Washington, traditionally a slower-stroking crew, had worked relentlessly to lift its cadence to the flat-out frenzy required for sprint racing. "They're pulling these sprints now the way dash men run the 100," said Coach Fil Leanderson before the race. "Just go go all the time. And you've got about the same chance to recover if you goof."
May 28, 1961
On the morning of the race California Coach Jim Lemmon talked philosophically about the sport of competitive rowing. He noted a predominance of science majors and good students among college crews, possibly because the sport "appeals to the type of guy who's not afraid to work." Lemmon also likened the working of a crew to that of the hand: "My hand can't make a fist without all five fingers, and a crew can't win without support from all nine members."
Six hours later Lemmon stood before the television set in a stuffy room in Washington's boathouse and saw Washington, not California, close its hand into a fist.
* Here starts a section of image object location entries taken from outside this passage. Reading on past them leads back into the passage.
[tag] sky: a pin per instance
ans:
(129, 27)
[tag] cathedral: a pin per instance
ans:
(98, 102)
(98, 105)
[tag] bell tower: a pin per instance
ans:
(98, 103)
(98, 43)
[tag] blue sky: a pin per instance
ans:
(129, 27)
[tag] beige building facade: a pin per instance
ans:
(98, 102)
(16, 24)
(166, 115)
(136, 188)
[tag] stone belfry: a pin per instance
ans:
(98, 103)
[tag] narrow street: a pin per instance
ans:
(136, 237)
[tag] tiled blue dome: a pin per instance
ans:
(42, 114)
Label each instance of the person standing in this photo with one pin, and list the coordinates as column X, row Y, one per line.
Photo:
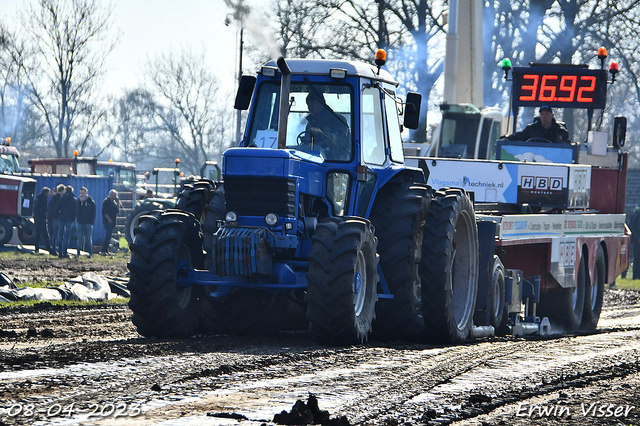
column 40, row 218
column 544, row 126
column 110, row 209
column 54, row 221
column 68, row 210
column 634, row 226
column 85, row 220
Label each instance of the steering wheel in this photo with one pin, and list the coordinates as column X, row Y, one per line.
column 539, row 139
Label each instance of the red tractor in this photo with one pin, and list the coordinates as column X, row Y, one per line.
column 16, row 196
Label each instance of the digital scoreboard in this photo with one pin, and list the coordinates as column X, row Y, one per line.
column 564, row 87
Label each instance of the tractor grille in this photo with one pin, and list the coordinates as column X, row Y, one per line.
column 241, row 251
column 258, row 196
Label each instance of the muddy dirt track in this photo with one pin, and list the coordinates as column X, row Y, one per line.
column 68, row 366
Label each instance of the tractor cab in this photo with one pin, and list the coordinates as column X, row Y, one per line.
column 336, row 124
column 8, row 157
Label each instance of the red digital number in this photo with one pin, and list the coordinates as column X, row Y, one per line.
column 532, row 87
column 548, row 92
column 571, row 88
column 588, row 89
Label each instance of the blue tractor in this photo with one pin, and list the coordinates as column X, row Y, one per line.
column 317, row 223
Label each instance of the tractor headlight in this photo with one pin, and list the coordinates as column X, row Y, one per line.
column 271, row 219
column 231, row 217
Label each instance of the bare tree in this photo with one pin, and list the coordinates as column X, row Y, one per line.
column 72, row 39
column 18, row 118
column 131, row 129
column 186, row 108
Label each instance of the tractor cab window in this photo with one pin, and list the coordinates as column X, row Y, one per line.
column 393, row 126
column 458, row 136
column 320, row 119
column 372, row 133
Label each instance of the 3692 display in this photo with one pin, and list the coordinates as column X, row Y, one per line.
column 564, row 87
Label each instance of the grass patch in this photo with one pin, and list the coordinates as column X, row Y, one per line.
column 118, row 257
column 40, row 304
column 41, row 284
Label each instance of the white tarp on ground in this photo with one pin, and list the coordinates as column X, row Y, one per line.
column 89, row 287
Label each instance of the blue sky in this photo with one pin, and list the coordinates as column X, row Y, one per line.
column 150, row 27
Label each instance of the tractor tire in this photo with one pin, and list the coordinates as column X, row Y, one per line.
column 399, row 216
column 194, row 197
column 594, row 294
column 343, row 278
column 449, row 267
column 6, row 231
column 133, row 218
column 498, row 309
column 27, row 232
column 162, row 308
column 565, row 306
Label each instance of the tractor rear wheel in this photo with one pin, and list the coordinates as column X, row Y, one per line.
column 342, row 291
column 6, row 231
column 399, row 215
column 161, row 307
column 594, row 294
column 449, row 267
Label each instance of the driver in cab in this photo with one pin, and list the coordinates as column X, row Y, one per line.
column 326, row 129
column 544, row 126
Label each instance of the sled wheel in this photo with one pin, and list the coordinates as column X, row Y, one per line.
column 162, row 308
column 594, row 293
column 341, row 295
column 449, row 267
column 399, row 215
column 565, row 306
column 133, row 218
column 6, row 231
column 497, row 305
column 27, row 232
column 194, row 197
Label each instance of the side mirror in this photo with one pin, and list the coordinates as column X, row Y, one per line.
column 619, row 131
column 245, row 90
column 412, row 110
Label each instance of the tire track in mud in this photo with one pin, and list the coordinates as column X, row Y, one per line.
column 370, row 384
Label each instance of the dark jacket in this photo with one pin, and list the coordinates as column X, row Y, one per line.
column 68, row 208
column 86, row 211
column 555, row 133
column 110, row 207
column 52, row 208
column 40, row 208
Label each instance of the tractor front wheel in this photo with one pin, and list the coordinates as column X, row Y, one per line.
column 161, row 307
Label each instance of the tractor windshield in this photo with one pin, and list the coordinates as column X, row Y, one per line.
column 320, row 119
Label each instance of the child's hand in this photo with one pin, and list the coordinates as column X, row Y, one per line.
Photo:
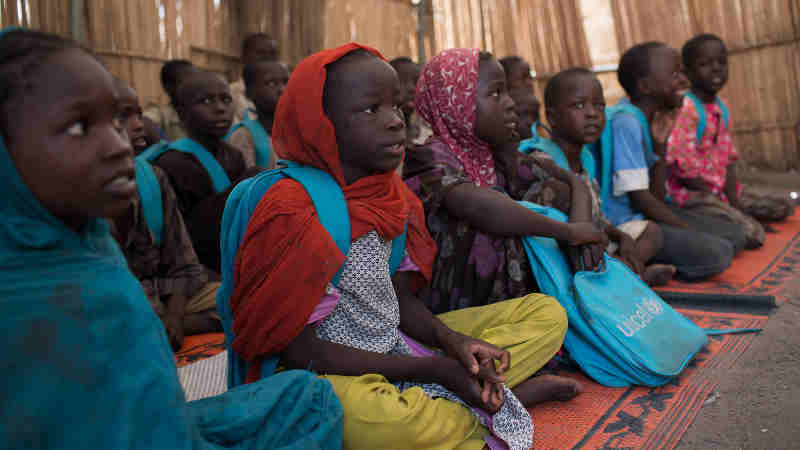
column 662, row 125
column 627, row 254
column 174, row 327
column 582, row 233
column 476, row 392
column 473, row 353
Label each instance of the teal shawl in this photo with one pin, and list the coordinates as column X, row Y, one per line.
column 86, row 362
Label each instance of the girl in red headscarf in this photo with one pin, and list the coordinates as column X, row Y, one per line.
column 370, row 334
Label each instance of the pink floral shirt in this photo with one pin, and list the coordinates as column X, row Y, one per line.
column 709, row 162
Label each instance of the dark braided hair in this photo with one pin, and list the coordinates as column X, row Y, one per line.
column 635, row 65
column 22, row 53
column 509, row 62
column 690, row 48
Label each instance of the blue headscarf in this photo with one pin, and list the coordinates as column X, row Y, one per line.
column 86, row 362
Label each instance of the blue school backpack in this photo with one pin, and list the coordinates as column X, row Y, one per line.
column 261, row 139
column 150, row 198
column 701, row 114
column 543, row 144
column 218, row 176
column 620, row 332
column 328, row 200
Slow starting in the dual meet, Washington kicked away from the mark at well over 40 strokes a minute, while Cal fought to stay abreast. Washington figured a lead at the halfway mark would hold up right through the finish, so they set the beat at a hard-driving 36 and held it there. Cal threatened to take the lead any number of times but never made it. One serious challenge came with 500 meters to go. "We were four beats up," recalled Washington Coxswain Ron Wolfkill, "and they began closing the gap. All of a sudden Schmidt, at stroke, looked over toward one of the returning fours and gave them a big grin. I pretty nearly flipped—Cal right on our neck and him that casual—I started screaming at the top of my voice: 'sprint, sprint.' "
The Washington boat shot ahead with such force that a student told Wolfkill later, "It looked like you sat on a tack." The tack proved just sharp enough. Seconds from the finish line, Cal pulled up even and, some witnesses swear, even nudged her bow out front. But Washington drove right back in front and held on, crossing the line in 6:32.3, just two-tenths of a second ahead.
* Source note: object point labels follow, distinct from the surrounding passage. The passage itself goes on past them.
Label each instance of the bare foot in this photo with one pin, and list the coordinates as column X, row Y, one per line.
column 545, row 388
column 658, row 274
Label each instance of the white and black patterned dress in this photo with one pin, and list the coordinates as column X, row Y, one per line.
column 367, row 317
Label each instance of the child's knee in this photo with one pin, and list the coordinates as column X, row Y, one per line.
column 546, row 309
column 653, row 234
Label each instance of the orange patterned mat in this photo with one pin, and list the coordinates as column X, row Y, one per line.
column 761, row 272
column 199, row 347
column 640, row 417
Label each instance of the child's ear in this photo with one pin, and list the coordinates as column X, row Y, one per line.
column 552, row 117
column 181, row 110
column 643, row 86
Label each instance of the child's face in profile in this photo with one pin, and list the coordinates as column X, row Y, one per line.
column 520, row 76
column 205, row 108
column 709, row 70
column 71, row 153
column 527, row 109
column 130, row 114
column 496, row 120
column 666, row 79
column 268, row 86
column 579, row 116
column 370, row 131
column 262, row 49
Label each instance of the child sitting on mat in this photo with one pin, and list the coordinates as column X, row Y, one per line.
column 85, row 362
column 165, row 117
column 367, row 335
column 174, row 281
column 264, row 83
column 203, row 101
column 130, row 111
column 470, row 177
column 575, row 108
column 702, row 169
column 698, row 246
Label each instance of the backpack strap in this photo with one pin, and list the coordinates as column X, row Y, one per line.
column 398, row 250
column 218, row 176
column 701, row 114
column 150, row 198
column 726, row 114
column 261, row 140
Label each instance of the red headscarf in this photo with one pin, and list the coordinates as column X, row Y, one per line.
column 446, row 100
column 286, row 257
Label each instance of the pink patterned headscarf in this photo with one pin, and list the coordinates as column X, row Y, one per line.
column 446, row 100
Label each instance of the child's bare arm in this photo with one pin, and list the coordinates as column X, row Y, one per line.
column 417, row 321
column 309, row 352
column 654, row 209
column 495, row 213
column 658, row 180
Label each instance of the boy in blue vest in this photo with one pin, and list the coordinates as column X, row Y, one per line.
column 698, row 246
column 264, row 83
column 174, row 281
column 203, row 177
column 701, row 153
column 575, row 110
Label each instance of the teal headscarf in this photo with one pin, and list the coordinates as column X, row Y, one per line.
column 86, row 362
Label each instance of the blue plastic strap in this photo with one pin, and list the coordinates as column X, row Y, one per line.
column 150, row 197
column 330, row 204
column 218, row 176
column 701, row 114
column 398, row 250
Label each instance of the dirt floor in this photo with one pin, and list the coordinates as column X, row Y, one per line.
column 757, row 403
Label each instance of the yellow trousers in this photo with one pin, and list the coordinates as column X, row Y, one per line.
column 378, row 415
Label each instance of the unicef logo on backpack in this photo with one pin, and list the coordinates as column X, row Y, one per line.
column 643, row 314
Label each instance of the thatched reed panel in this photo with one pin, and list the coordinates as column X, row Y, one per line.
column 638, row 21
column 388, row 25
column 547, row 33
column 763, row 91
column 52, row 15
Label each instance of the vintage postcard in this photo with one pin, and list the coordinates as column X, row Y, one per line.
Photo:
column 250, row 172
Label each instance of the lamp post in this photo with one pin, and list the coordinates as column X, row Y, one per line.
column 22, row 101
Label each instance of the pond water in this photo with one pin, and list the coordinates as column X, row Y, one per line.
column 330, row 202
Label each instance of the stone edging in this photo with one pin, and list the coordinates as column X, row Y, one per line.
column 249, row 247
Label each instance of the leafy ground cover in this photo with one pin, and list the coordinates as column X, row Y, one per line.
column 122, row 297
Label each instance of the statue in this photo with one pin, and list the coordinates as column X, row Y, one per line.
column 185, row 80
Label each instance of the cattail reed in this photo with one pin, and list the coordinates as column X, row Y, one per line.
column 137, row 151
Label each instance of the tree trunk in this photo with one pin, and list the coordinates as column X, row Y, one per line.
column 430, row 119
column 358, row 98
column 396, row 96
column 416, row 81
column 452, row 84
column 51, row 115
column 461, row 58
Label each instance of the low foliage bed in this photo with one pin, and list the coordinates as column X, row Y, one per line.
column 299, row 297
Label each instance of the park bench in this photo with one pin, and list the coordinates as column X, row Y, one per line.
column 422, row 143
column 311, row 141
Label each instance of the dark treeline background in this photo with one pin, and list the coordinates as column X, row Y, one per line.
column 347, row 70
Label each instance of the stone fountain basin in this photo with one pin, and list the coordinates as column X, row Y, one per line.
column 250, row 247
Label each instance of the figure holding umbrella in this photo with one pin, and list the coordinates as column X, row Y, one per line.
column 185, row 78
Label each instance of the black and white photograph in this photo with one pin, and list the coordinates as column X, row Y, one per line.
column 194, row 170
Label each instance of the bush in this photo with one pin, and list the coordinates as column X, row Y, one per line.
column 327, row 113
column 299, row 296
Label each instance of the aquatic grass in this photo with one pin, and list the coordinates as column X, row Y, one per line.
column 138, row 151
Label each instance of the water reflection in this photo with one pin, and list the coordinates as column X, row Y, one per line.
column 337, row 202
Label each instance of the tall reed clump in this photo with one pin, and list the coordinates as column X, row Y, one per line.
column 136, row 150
In the TV room at the starting line, where the coaches and press had gathered to watch, no one spoke for the six and a half minutes of the race. But as the leaders flashed across the line, Washington Freshman Coach John Bisset, varsity coxswain three years earlier, simply let loose. He jumped on top of head coach Fil Leanderson, pounded him on the back and arms and sobbed, "Fil, Fil, you did it, you old s.o.b." Leanderson looked pleased but embarrassed, and Cal Coach Jim Lemmon looked surprised. By the stiff-lipped, undemonstrative standards of crew coaching, this was a distasteful display. Bisset hastily recovered and apologized to losing Coach Lemmon.
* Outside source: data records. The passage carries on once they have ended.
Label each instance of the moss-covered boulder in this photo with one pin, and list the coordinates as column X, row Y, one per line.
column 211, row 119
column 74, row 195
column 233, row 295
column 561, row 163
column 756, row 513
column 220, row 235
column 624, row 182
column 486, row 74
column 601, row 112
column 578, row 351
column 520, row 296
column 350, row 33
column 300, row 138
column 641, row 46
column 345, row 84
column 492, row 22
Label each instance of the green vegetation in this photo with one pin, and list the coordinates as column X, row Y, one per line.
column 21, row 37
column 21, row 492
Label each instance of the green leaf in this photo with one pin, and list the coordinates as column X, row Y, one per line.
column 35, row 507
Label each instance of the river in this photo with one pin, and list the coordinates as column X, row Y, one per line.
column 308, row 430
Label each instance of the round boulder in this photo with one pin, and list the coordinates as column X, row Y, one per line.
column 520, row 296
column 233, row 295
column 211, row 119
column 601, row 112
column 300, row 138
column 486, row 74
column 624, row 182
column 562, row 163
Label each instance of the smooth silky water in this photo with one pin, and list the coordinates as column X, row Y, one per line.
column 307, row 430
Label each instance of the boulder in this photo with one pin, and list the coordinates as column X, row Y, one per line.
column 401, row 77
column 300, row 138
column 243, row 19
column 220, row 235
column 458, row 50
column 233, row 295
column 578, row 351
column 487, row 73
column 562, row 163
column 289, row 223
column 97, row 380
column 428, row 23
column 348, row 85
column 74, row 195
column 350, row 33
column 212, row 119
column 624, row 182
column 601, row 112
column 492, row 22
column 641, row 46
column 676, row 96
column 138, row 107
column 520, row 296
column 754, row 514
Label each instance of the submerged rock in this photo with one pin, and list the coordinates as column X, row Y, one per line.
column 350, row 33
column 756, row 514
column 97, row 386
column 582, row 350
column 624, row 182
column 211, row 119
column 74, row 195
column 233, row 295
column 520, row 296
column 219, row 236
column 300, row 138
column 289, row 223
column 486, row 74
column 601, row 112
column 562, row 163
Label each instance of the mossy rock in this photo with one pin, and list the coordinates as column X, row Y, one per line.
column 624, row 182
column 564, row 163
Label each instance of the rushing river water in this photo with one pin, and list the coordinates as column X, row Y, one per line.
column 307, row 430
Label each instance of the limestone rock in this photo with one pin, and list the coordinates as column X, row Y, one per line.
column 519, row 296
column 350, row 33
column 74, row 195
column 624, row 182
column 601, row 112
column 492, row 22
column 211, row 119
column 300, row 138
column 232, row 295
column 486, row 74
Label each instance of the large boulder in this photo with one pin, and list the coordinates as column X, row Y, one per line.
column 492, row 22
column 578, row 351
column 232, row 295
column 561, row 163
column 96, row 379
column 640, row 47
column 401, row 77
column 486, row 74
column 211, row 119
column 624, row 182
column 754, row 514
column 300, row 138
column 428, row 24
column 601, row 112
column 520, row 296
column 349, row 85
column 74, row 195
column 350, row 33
British Columbia stayed with the winners right to the end, but its crew obviously lacked competitive practice. The UBC season began only three weeks ago, after a full month of writing exams, and the sprints was the team's first real race. Although UBC's 1960 crew had captured a silver medal in the Olympics, only one of the returning Olympians had come out for the sport again. "Four of the fellows are married now," explained the team manager, "and the others want to improve their grades."